Pablo Guerra Gonzales, treasurer of APECA Board of Directors in Peru, and Program Director of APECA in Peru, was born in the area known as Santa Rosa De Shato, where a stream originates and eventually enters the Quebrada Tamshiyacu, a tributary of the headwaters of the Amazon River in Peru.  Among his twelve living siblings he is the third child, second son of Olinda and the late Jose who kept a garden in the jungle where they were born. Pablo was raised in a lifestyle dependent on and very respectful of the gifts nature has provided in the rainforest of his ancestors. Traditional foods, natural medicine, and folk lore blended with western medicine, technology and philosophy as he studied in a catholic public school, worked for American and Canadian clergy, and entered the Peruvian Army at age eighteen, where he was trained as a medic. At the age of twenty three he returned to the jungle to start his own garden and family. His strong interest in community made it difficult to refuse frequent requests to serve in leadership positions where he spearheaded the development of a canal transport system and a school for the village where he was mayor.

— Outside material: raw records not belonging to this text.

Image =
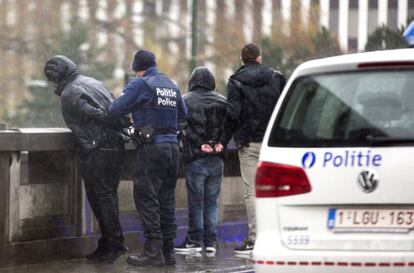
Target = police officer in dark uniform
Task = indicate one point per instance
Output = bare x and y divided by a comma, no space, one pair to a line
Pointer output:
156,106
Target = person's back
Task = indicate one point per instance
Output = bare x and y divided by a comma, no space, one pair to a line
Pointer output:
98,145
206,114
204,140
253,91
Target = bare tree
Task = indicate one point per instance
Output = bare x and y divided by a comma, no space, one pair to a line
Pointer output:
150,19
165,33
110,44
277,19
257,20
92,10
128,31
202,26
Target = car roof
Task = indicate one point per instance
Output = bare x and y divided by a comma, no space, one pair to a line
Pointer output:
351,62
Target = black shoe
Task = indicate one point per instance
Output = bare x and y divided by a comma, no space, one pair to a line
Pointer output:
112,254
168,251
188,246
94,255
211,248
245,248
151,255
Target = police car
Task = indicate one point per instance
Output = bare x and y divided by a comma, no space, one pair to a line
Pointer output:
335,180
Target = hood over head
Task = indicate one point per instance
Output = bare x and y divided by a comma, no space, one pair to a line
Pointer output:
201,79
253,74
60,69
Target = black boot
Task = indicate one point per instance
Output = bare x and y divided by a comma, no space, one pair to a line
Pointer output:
151,255
168,251
95,255
112,253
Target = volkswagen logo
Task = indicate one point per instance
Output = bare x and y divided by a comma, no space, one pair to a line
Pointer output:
368,181
308,160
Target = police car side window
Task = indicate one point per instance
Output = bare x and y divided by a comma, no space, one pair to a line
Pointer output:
342,109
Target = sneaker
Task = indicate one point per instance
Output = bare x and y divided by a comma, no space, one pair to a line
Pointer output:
188,246
245,248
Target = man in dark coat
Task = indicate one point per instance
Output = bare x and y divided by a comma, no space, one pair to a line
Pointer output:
99,146
156,106
205,138
253,91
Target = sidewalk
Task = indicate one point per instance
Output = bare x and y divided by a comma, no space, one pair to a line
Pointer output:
223,261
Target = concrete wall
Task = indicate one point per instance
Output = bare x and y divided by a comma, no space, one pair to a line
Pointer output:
44,214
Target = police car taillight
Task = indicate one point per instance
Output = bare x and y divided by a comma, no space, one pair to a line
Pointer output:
277,180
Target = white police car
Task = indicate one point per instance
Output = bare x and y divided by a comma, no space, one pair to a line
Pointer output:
335,182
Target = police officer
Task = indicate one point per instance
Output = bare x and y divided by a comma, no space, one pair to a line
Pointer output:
156,106
99,146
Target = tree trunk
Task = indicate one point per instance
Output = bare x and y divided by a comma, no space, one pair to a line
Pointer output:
202,25
277,19
165,29
128,30
110,44
92,10
150,20
257,20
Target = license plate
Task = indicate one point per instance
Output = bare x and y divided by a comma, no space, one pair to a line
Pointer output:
375,219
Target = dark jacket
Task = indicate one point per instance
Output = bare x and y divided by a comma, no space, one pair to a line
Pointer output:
84,102
206,114
252,95
153,100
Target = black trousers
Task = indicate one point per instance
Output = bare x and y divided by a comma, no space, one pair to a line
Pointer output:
155,180
101,170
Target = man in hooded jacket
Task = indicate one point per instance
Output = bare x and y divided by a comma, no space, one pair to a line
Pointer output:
253,91
205,137
99,146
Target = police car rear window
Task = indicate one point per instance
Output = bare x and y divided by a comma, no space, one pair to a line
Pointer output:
347,109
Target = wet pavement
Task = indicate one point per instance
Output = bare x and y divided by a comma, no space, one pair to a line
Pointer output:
223,261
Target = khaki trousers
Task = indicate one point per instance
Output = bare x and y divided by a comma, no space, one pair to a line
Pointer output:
249,158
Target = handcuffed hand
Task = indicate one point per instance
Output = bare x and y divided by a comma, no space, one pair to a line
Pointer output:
218,148
206,148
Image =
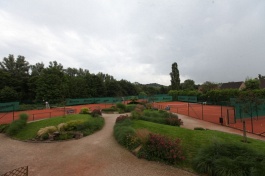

He attended Catholic school and discovered an interest in motors while working for an American priest. After completing his service as a medic in the Army, he chose to return to the jungle and started a family. His resourceful character and extensive knowledge of plants and environmental resources speaks of his youth and parental heritage.  In 1993 he was given the opportunity to be motorist for a team of people to take a first-aid boat up the Amazon River. The medical care was gratis, and the boat would receive up to thirty patients in a day. Having been motorist for the priest as a teenager, he was schooled in motor maintenance and repair. He thrived on the opportunity to pitch in with triage, later becoming a boat guardian, and by 1995, his leadership began to move the work of APECA to village projects.   During a conversation one evening on El Trochero, the First-Aid Boat, he shared with Gina and others of his community, ”When I was a child, I wanted three things–to work with motors, work in health care, and sing with a guitar. I feel like I have everything!”

Team work was natural for Pablo in the floating clinic, El Trochero, and as coordinator of development for the building of the study center, El Fundo.  Since 1995, he has played major roles as liaison to the villages and as facilitator in the training sessions sponsored at El Fundo. These programs have significantly improved the lives of thousands.  His sensitive understanding of his fellow village residents has empowered the grass roots development of APECA in Peru.

Holding fast to compassion, his work schedule has been modified over the years. Moving from motorist, to First-Aid provider, to study center constructor, to program director has provided extensive experience. Currently as field director for APECA he develops and initiates sustainable development/education projects, works with bilingual skills at an international level, and, when he has the time, indulges in his passion of advanced woodworking!

Pablo Guerra, truly a co-founder, is at the heart of APECA. The programs he leads in the villages and the training sessions sponsored at El Fundo have significantly impacted the lives of thousands. Recently he has been deeply immersed in supervising a Rotary International Project for the building of water collection tanks for several high risk villages.